While my persomal investment strategies revolve around concepts like getting rich slowly and pay yourself first and arcane tactics like dollar cost averaging, I am quite happy to see Ralph run the team I root for with a strategy that passes up a long-term team building strategy which is better than short term tactics but still has a small chance of success to see the team roll the dice for a strategy that is more likely to be competive sooner, but has even a smaller chance of ultimate success.

 

The Bills are rolling the dice that:

 

1. Jauron can bring to bear the same D skills which brought him NFL Coach of the Year honors to somehow run an effective D with a plan of making the Cover 2 work with undersized DTs.

 

A. I like the older skill players we have at DB and the younger talented players we have acquired for them to teach lessons to by example and by word.

B. I like the active talented skill starters we have at LB that will have to do a great job of reading plays, know opponents tendencies and figure whether to emphasize run stopping behind an underweight DL, or pass coverage in the mid-zone undernesth the CB press coverage and S centerfield duties. Particualry with the acquistion of Watson i like the depth at LB if TKO is slow to come back.

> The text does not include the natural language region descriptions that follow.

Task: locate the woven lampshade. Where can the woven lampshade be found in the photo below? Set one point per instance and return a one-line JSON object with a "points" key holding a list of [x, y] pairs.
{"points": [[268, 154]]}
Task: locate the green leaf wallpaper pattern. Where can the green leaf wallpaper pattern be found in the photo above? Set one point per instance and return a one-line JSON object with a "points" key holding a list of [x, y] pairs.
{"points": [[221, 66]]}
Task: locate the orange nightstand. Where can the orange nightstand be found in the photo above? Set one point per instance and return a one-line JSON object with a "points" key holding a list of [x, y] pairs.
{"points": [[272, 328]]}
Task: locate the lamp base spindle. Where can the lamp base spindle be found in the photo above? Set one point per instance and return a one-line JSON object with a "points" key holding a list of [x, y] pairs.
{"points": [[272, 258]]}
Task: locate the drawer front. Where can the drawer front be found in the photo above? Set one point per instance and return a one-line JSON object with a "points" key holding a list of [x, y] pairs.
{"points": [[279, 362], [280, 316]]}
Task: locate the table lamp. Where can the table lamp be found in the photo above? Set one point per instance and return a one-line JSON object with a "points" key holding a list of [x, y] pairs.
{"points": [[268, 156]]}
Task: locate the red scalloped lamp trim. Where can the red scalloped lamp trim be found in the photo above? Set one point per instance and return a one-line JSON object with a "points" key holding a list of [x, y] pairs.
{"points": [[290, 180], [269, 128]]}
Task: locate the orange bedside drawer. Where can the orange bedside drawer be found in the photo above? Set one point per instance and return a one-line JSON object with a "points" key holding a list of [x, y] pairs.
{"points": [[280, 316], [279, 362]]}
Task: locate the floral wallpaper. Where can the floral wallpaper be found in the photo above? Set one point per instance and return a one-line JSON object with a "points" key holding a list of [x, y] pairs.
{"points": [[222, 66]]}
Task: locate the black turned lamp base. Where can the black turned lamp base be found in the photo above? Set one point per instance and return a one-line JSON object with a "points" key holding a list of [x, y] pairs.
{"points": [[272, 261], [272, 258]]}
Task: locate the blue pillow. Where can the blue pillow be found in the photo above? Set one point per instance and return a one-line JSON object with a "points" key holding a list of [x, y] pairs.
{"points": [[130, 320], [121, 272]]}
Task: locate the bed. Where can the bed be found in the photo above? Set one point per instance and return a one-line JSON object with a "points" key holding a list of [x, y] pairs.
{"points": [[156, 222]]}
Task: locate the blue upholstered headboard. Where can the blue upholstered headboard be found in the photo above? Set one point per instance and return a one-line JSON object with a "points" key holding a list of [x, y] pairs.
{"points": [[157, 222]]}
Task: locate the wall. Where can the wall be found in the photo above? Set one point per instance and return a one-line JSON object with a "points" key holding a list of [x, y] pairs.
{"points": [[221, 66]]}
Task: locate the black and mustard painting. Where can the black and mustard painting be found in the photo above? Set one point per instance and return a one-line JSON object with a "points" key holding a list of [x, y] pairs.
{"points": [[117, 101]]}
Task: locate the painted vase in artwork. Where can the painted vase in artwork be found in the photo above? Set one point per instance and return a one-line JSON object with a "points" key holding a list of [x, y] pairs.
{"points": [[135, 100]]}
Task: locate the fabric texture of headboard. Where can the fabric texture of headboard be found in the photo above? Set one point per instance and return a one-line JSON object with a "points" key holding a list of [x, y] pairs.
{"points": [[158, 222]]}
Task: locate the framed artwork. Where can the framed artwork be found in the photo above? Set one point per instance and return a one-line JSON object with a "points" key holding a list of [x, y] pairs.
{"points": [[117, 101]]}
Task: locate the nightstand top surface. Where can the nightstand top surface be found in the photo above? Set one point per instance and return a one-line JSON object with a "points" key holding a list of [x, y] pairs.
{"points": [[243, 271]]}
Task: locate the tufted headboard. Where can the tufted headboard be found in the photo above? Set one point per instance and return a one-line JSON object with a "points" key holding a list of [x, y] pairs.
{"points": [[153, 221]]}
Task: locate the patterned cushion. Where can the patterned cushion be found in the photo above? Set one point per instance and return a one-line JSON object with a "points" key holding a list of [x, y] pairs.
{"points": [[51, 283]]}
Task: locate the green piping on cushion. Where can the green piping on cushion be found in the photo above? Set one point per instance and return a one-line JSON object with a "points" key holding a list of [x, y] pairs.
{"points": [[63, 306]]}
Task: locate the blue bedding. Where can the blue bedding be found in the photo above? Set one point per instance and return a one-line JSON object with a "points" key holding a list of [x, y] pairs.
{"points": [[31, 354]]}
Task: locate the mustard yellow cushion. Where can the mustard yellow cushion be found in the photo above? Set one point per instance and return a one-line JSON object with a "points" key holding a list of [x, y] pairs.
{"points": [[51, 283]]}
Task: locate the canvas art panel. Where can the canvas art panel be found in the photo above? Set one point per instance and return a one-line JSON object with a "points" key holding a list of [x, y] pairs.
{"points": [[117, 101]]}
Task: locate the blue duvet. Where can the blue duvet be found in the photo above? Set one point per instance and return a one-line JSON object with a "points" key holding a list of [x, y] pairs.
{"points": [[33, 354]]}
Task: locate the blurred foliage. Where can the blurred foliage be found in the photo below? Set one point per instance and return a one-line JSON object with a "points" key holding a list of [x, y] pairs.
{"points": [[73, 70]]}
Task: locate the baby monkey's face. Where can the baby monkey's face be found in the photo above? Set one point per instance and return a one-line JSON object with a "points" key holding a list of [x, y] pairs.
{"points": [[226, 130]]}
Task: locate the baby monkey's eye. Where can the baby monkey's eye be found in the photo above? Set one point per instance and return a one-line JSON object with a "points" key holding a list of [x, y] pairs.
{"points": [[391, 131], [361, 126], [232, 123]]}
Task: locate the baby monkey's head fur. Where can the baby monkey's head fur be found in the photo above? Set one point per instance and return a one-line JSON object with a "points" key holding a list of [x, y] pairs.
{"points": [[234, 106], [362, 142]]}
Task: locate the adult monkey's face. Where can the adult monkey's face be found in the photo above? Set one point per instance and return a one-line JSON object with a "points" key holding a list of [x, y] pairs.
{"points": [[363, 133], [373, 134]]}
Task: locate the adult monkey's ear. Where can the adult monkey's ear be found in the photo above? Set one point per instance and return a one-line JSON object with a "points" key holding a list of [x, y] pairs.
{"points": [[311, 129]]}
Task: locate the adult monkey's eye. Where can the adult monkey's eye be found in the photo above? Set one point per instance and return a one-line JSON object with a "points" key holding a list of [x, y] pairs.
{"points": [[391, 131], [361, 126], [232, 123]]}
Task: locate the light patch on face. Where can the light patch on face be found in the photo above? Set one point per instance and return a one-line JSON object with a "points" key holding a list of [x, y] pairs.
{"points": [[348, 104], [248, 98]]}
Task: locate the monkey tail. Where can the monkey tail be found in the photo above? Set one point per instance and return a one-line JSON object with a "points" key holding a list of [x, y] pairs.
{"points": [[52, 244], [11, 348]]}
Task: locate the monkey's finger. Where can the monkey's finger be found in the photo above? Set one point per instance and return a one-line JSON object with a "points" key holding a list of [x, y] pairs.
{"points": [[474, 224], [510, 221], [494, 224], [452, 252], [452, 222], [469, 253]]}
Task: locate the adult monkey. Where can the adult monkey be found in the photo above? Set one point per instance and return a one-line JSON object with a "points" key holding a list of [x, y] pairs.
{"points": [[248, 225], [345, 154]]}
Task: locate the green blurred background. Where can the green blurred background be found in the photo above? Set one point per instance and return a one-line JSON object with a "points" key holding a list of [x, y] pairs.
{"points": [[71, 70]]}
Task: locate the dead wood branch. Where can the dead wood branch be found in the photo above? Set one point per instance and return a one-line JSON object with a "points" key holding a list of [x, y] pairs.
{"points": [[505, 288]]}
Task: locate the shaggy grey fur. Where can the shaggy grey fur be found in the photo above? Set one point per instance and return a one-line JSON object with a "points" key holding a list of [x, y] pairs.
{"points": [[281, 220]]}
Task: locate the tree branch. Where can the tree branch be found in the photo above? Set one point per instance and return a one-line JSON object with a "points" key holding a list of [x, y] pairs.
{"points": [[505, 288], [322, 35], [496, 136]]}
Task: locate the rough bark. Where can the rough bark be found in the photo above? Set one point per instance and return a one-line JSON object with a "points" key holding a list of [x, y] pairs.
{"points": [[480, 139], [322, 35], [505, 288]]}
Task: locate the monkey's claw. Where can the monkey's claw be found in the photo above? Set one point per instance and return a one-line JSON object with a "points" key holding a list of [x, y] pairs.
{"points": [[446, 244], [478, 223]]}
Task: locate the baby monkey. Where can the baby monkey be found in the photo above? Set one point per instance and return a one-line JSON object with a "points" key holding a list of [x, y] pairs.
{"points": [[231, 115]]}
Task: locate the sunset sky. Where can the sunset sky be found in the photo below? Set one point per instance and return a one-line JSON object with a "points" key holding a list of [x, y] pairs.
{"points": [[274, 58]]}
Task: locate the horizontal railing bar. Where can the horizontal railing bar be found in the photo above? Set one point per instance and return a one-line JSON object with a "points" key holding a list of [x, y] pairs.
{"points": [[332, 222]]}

C. I do not know enough about football to see how Jauron/Farrell are gonna stop the run with our undersized penetrating DTs and our high motor DEs.

 

However, Jauron has forgotten more about making a D work than even the most football literate TSW poster remembers and he MAY make this work.

 

2. The ST performs as well as they have the last two years.

 

This seems quite possbile as Marv emphasizes the import and drafted and signed folks with ST in mind.

 

3. The O will find someone to run things from JP, Holvomb and Nall and has a ton of speed from the WRs so that it is possible they can do their version of the the high-flying St. L crowd that Jauron came from. A key here is that WM will need to show similar skills as a receiver that he has shown as the fastest RB top gain 2000 yds rushing in Bills history.

 

As this O will also have to hit paydirt with an OL that has better starters today IMHO than they had last year (if someone wants to claim that MW and Bennie Anderson will be sorely mssed feel free) but a key for the Bills will be not only for Jauron, Farrell, Fairchild and April to be very good but for this team to be very lucky with injuries as there are not proven good back-ups yet on the Ol or at RB.

 

It seems quite conceivable to me that this team should be competitive in what I guess will be 13 of 16 games. If we get lucky and that works out then we will see how this funny shaped ball bounces and whether Phil Luckett and his ilk blow the call on a few coin flips in ways that advantage us.